Did you improve as much as you’d hoped? If not, let’s not act like the roof is falling in, mmmkay? You’ve still got a whole lot to learn and plenty of time in which to learn it. Your focus should be on those types of questions you’ve already encountered during your LSAT practice. Did you miss a bunch of Sufficient questions? Don’t sweat it too much. You haven’t studied them yet. Same goes for Necessary questions. Take your score report and look at how you did on the questions types you’ve studied so far. If you did poorly on one of those types, then you know where to refocus your LSAT practice efforts.
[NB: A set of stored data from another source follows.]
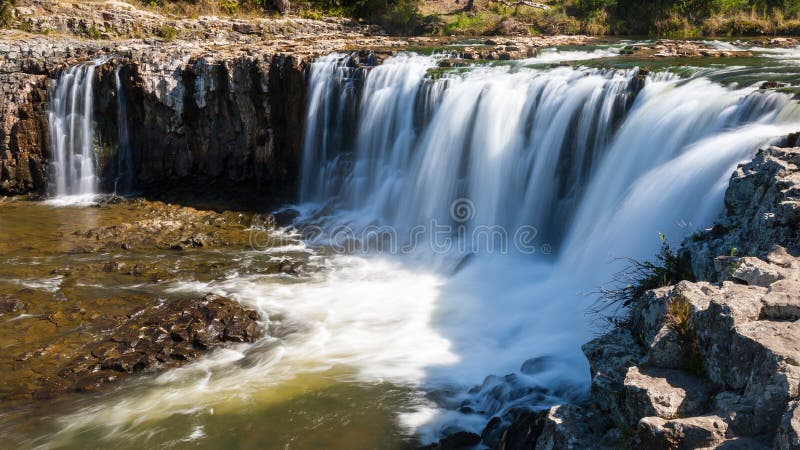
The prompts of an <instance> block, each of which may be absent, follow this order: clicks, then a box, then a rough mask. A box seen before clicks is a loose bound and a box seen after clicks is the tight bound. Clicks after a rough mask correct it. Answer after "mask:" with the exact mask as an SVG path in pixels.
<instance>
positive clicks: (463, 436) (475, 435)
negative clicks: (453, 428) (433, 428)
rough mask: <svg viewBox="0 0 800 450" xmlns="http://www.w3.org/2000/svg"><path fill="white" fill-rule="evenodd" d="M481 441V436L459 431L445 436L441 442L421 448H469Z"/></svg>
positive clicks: (462, 448)
mask: <svg viewBox="0 0 800 450" xmlns="http://www.w3.org/2000/svg"><path fill="white" fill-rule="evenodd" d="M480 442H481V437H480V436H478V435H477V434H475V433H470V432H467V431H457V432H455V433H453V434H450V435H448V436H445V437H444V438H442V439H440V440H439V442H437V443H434V444H430V445H427V446H425V447H422V448H421V449H420V450H469V449H472V448H474V447H475V446H476V445H478V444H479V443H480Z"/></svg>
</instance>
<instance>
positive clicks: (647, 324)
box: [431, 147, 800, 450]
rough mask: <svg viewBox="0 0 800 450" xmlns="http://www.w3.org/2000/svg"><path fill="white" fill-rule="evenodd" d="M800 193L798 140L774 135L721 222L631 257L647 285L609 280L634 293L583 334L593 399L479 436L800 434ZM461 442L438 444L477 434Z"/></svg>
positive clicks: (708, 445) (651, 440)
mask: <svg viewBox="0 0 800 450" xmlns="http://www.w3.org/2000/svg"><path fill="white" fill-rule="evenodd" d="M798 194H800V148H777V147H772V148H769V149H764V150H761V151H759V153H758V154H757V155H756V157H755V158H754V159H753V161H751V162H749V163H747V164H743V165H741V166H740V167H739V168H738V169H737V171H736V172H735V173H734V174H733V176H732V177H731V182H730V186H729V188H728V190H727V192H726V205H727V210H726V212H725V214H723V216H722V217H721V218H720V219H719V220H718V221H717V223H716V225H715V226H714V227H712V228H711V229H709V230H707V231H705V232H703V233H699V234H697V235H695V236H693V237H692V238H689V239H687V240H686V241H685V242H684V243H683V245H682V247H681V248H680V249H679V250H678V251H677V252H673V251H671V250H670V249H669V248H668V247H667V246H666V245H664V247H663V248H662V253H661V256H660V257H659V258H658V260H657V261H656V262H652V263H640V262H636V263H634V264H633V266H632V267H633V270H634V275H635V276H634V278H632V279H631V280H632V281H633V282H636V280H639V282H640V283H642V285H641V286H632V285H626V286H623V287H622V288H621V289H616V290H615V289H612V290H609V291H604V292H603V295H604V298H603V299H602V300H603V301H608V300H610V299H615V300H616V301H617V302H618V304H619V305H625V307H624V308H622V315H621V317H622V319H621V320H616V321H614V322H613V323H614V325H612V327H611V329H610V330H609V331H608V332H607V333H605V334H604V335H602V336H600V337H598V338H596V339H594V340H592V341H590V342H588V343H586V344H585V345H584V346H583V351H584V353H585V354H586V357H587V358H588V360H589V363H590V367H591V378H592V382H591V394H590V396H589V399H587V400H585V401H583V402H582V403H580V404H573V405H557V406H554V407H552V408H550V409H549V410H545V411H527V412H525V411H523V412H520V411H510V412H506V413H501V414H500V415H498V416H497V417H495V418H493V419H492V420H491V421H490V422H489V424H488V425H487V427H486V429H485V430H484V432H483V433H482V445H485V446H488V447H489V448H493V449H498V450H510V449H523V448H525V449H533V448H535V449H537V450H545V449H566V448H574V449H582V448H593V449H601V448H607V449H611V448H630V449H640V448H646V449H697V448H737V449H738V448H742V449H761V448H764V449H766V448H775V449H798V448H800V420H798V417H800V412H798V411H799V410H800V396H799V395H800V393H799V392H798V390H800V385H799V384H798V380H800V323H799V322H798V321H800V257H798V256H800V247H799V246H798V243H800V227H798V226H797V224H798V223H800V222H798V218H799V217H800V216H798V214H799V212H800V200H798V197H800V196H799V195H798ZM679 255H680V256H679ZM682 278H685V279H682ZM686 279H697V280H701V281H686ZM615 296H616V297H615ZM459 442H461V440H460V439H455V438H453V439H449V440H448V439H443V440H442V441H441V442H440V443H439V444H438V447H431V448H470V447H469V446H466V445H464V446H461V447H459V446H453V444H457V443H459Z"/></svg>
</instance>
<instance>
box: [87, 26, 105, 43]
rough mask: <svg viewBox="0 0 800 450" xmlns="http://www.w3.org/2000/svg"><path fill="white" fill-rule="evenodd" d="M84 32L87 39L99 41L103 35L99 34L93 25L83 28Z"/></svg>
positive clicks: (96, 28)
mask: <svg viewBox="0 0 800 450" xmlns="http://www.w3.org/2000/svg"><path fill="white" fill-rule="evenodd" d="M84 32H85V33H86V36H88V37H89V39H95V40H97V39H100V38H101V37H102V34H103V33H101V32H100V29H99V28H97V25H95V24H92V26H90V27H85V28H84Z"/></svg>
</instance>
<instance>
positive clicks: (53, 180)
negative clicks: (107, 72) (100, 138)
mask: <svg viewBox="0 0 800 450" xmlns="http://www.w3.org/2000/svg"><path fill="white" fill-rule="evenodd" d="M101 63H102V61H100V60H94V61H91V62H87V63H84V64H79V65H76V66H73V67H71V68H69V69H67V70H65V71H64V72H63V73H62V74H61V75H60V76H59V77H58V79H57V80H55V82H54V83H53V86H52V90H51V93H50V99H51V100H50V111H49V113H48V120H49V124H50V135H51V143H52V147H53V156H52V160H51V164H50V167H51V173H50V177H51V180H52V181H51V185H52V188H51V192H52V193H53V194H54V195H55V196H56V197H57V198H59V199H61V200H63V201H67V202H72V201H73V200H74V201H77V202H80V201H83V200H86V199H90V198H92V197H93V196H94V195H95V194H97V192H98V191H97V189H98V184H99V179H98V177H97V175H96V173H95V158H94V121H93V97H92V84H93V81H94V72H95V69H96V68H97V66H98V65H100V64H101Z"/></svg>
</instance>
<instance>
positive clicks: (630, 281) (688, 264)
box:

Did you improve a whole bunch? That’s spectacular. But let’s not get too high on ourselves just yet. It’s fine to give yourself a hearty pat on the back for a job well done, but you do so at the risk of getting complacent in your LSAT practice. You don’t want to be the person who goes bragging about how they only missed three questions on their Reading Comp section only to go on and fail miserably on game day. Rather, use your improvement as encouragement. It’s proof that studying hard pays off and that employing the prescribed techniques from your LSAT practice is truly effective. Continue studying hard and you may just improve more than you originally thought you could. Dare to dream, kids.*

The moral of this particular story blog post is that you can find something useful to take away from your second LSAT practice exam no matter what your score was. Regardless of whether or not you’re happy with the score you received, the takeaway is always the same: Study hard. Do all your homework. Do it using the technique as it was taught.

LSAT practice doesn’t make perfect. Perfect LSAT practice makes perfect.

*I can’t believe I just wrote that. If you can’t see the sarcasm dripping from that sentence, adjust the brightness of your computer screen.